La dernière phase de l'élection-marathon des députés s'est achevée mercredi en Égypte, avec en prime pour les islamistes largement gagnants une rencontre sans précédent des Frères musulmans avec le numéro deux du département d'État américain William Burns.

Cette première élection depuis la chute de Hosni Moubarak en février 2011 a été marquée par l'avance écrasante des islamistes, crédités toutes formations confondues d'environ 65% des voix et 70% des sièges, selon des résultats provisoires.

Organisé depuis le 28 novembre dans trois zones géographiques successives, le scrutin aux modalités complexes s'est achevé à 19h (10h, heure de Montréal) dans le dernier tiers du pays à voter -qui comprend neuf gouvernorats du Sinaï, de la vallée et du delta du Nil ainsi que des oasis.

Des invalidations pour irrégularités ou problèmes logistiques demanderont toutefois de revoter dans de multiples circonscriptions dans les jours prochains, ce qui pourrait retarder l'annonce des résultats officiels complets aux alentours du 20 janvier.

Les Frères musulmans, qui recueilleraient environ 36% des voix selon des chiffres provisoires, passent de la semi-clandestinité qui leur était imposée sous le régime déchu de Hosni Moubarak au statut de première force politique du pays.

Les États-Unis, qui ont repris ces derniers mois un dialogue discret avec la confrérie islamiste, malgré leurs inquiétudes sur l'attitude du mouvement envers les femmes, les minorités ou Israël, ont fait un pas supplémentaire.

En visite au Caire, M. Burns, secrétaire d'État adjoint, a rencontré des dirigeants du Parti de la liberté et de la justice (PLJ), issu des Frères musulmans.

«C'est la rencontre de plus haut niveau avec quelque responsable américain que ce soit», a déclaré Ahmed Sobea, porte-parole du PLJ.

Le chef du PLJ, Mohammed Moursi, a dit «croire en l'importance des relations égypto-américaines», mais estimé qu'elles «doivent être équilibrées», dans un communiqué publié après la rencontre.

Il a «demandé que les États-Unis révisent leur politique (...) en conformité avec (les aspirations) du Printemps arabe» qui a balayé les régimes autocratiques en Égypte, en Libye et en Tunisie. Il a aussi appelé Washington à adopter une «position positive concernant les causes arabes et islamiques».

Selon le PLJ, M. Burns «a félicité le parti pour ses résultats» électoraux et affirmé que son pays était «prêt à aider l'économie égyptienne à surmonter la crise». Les États-Unis «respectent le choix du peuple égyptien», a dit M. Burns cité par le communiqué.
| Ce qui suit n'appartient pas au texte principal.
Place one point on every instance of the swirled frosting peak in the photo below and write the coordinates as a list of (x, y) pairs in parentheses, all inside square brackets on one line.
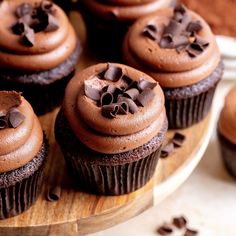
[(20, 132), (127, 120)]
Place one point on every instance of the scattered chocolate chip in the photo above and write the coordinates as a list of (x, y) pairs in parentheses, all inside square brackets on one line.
[(179, 222), (164, 230), (110, 111), (145, 84), (178, 139), (24, 9), (167, 150), (106, 99), (145, 97), (131, 93), (113, 73), (15, 118), (53, 193), (190, 232), (91, 92)]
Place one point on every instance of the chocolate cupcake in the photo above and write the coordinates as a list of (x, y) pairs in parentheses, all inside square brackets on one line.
[(108, 21), (111, 128), (23, 152), (39, 50), (177, 48), (227, 132)]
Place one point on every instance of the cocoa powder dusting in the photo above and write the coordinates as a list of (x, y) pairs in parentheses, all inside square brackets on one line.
[(218, 13)]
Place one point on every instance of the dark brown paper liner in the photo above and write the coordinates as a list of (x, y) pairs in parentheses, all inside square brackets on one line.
[(18, 197), (185, 112), (228, 153), (113, 179)]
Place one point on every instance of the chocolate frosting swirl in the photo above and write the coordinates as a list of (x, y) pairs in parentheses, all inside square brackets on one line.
[(50, 48), (124, 132), (19, 145), (124, 10), (168, 66), (227, 118)]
Washington avait fait savoir début janvier que les Frères musulmans avaient donné des garanties sur le respect du traité de paix conclu en 1979 entre l'Égypte et Israël, premier allié des États-Unis dans la région.

M. Burns s'est en outre entretenu avec le maréchal Hussein Tantaoui, qui dirige le Conseil suprême des forces armées, au pouvoir depuis le départ de M. Moubarak.

Il devait évoquer notamment les perquisitions menées dans plusieurs locaux d'ONG égyptiennes et étrangères, dont trois américaines.

Le responsable américain n'a pas en revanche rencontré de responsables des partis fondamentalistes salafistes, crédités de quelque 25% des voix, dont la percée électorale constitue la grande surprise du scrutin.

Malgré une référence islamiste commune, les Frères musulmans ont tenu à se démarquer des salafistes en se présentant comme les tenants d'une ligne modérée.

Le scrutin législatif s'est également traduit par une déroute pour les formations libérales et laïques, de même que pour les mouvements issus de la révolte contre M. Moubarak l'an dernier.

L'élection des membres de l'Assemblée du peuple doit être suivie à partir du 29 janvier de celle des sénateurs de la Chambre haute consultative.

Le cycle électoral complet s'achèvera avec une présidentielle au plus tard fin juin.